No matter. The tracks Kate Simko plays are perfect sunset minimal as we slip away from the dock, and Pär Grindvik goes even deeper with his live set. By the time Matthew Dear gets on, the boat is no longer sailing, but that doesn’t mean it’s stopped moving. People are literally swinging from the rafters, hanging upside-down and screaming. Richie Hawtin is posing for pictures. Seth Troxler is wearing booty shorts and grinding up on girls. Dear plays an edit of “Mouth to Mouth” that causes a collective orgasm. Seriously, I can’t do this anymore; look for a clip on YouTube.
His last track, and essentially the last thing I hear at the Winter Music Conference, is brand new and a seeeeecret, according to one of the label reps onboard. A few weeks later, Dear’s hard drive will be stolen literally right out from under his nose at a Brooklyn gig. I hope to God he has that track backed up somewhere.

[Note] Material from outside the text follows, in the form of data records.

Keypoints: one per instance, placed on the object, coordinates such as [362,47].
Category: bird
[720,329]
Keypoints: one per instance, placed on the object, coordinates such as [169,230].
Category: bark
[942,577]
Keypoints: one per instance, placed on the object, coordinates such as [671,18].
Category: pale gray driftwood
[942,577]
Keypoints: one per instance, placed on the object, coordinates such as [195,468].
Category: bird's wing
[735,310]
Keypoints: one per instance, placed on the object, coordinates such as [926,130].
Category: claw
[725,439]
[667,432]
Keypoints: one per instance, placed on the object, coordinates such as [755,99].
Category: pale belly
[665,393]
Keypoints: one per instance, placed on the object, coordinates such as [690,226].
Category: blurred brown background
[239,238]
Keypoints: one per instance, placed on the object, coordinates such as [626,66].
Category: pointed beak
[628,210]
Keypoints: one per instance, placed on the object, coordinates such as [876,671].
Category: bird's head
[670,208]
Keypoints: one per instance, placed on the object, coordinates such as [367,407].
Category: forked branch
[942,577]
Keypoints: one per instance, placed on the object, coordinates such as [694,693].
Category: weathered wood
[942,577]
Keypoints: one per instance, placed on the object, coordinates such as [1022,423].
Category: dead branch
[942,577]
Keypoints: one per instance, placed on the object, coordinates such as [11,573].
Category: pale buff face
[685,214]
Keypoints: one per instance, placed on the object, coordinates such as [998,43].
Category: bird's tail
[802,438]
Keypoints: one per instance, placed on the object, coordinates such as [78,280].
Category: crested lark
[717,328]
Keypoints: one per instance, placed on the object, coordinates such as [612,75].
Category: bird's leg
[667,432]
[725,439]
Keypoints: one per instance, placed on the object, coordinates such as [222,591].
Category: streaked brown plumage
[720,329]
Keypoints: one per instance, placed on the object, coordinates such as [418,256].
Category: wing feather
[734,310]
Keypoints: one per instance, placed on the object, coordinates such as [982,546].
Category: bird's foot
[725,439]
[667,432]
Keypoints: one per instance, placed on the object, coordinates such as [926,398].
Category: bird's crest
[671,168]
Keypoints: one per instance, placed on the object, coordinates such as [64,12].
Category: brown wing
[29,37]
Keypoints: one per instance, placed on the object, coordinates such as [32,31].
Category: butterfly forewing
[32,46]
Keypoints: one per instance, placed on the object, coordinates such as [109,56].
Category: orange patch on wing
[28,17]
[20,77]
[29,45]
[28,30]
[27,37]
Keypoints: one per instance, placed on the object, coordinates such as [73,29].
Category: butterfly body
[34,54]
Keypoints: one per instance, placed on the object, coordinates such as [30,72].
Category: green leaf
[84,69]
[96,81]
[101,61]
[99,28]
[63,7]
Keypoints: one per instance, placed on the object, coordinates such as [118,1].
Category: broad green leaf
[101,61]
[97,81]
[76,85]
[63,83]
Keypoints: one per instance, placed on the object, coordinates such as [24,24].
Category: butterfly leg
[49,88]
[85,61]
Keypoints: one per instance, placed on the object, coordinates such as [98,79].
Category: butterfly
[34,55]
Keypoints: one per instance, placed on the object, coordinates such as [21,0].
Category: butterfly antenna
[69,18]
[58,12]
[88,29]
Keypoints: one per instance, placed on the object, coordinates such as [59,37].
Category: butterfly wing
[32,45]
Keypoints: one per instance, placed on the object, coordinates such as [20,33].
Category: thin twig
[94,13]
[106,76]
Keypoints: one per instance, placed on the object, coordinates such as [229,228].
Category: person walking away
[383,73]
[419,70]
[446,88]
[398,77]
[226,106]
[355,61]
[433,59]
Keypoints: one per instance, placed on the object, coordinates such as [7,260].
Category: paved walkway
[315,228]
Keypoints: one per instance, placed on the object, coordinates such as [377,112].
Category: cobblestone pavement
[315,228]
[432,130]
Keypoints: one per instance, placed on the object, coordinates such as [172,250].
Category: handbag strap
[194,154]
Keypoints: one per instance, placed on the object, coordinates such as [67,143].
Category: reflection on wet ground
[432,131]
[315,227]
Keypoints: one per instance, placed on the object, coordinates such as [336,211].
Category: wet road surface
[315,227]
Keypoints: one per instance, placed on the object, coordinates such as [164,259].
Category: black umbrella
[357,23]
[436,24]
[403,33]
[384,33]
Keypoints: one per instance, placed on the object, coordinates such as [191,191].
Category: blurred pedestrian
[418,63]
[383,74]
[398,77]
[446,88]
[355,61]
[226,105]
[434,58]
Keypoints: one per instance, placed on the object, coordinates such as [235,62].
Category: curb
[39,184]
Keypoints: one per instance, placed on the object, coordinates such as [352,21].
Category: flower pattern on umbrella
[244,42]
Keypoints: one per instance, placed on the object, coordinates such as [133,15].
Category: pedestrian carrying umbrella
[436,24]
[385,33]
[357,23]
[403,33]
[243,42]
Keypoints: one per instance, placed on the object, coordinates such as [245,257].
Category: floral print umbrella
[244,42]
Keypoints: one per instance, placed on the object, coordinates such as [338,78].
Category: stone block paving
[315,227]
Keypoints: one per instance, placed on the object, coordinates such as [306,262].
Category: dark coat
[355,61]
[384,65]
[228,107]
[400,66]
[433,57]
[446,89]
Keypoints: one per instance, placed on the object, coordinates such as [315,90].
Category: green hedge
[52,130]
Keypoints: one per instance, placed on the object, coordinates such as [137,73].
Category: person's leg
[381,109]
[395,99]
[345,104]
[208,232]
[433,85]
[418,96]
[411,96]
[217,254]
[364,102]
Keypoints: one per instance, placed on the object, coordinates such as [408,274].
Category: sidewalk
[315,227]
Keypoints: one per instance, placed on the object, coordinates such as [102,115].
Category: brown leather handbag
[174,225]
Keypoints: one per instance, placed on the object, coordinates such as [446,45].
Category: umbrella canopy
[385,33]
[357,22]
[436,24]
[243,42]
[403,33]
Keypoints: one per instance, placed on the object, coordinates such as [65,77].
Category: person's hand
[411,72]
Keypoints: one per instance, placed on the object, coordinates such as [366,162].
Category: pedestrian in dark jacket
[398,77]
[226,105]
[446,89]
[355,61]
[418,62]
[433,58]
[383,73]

And so our trip comes winding down. We have a flight at six in the morning, so we decide that the Odyssey is as good a place as any to end it. We spend our last night in the hotel room and in the pool, drinking and making our own playlist, going without sleep until it’s time to throw everything in a suitcase and hail a cab to take us to the airport. I suppose it was poor planning to leave before Sunday School for Degenerates, but we’ll be back next year, seasoned professionals.
Outside it’s still dark. We put our bags in the trunk of the cab, take one last look into the lobby of the Miami Beach Resort & Spa and speed away to the airport. I fall asleep immediately after boarding the plane, and when I wake up I’m back to reality, sunny but in the 40s.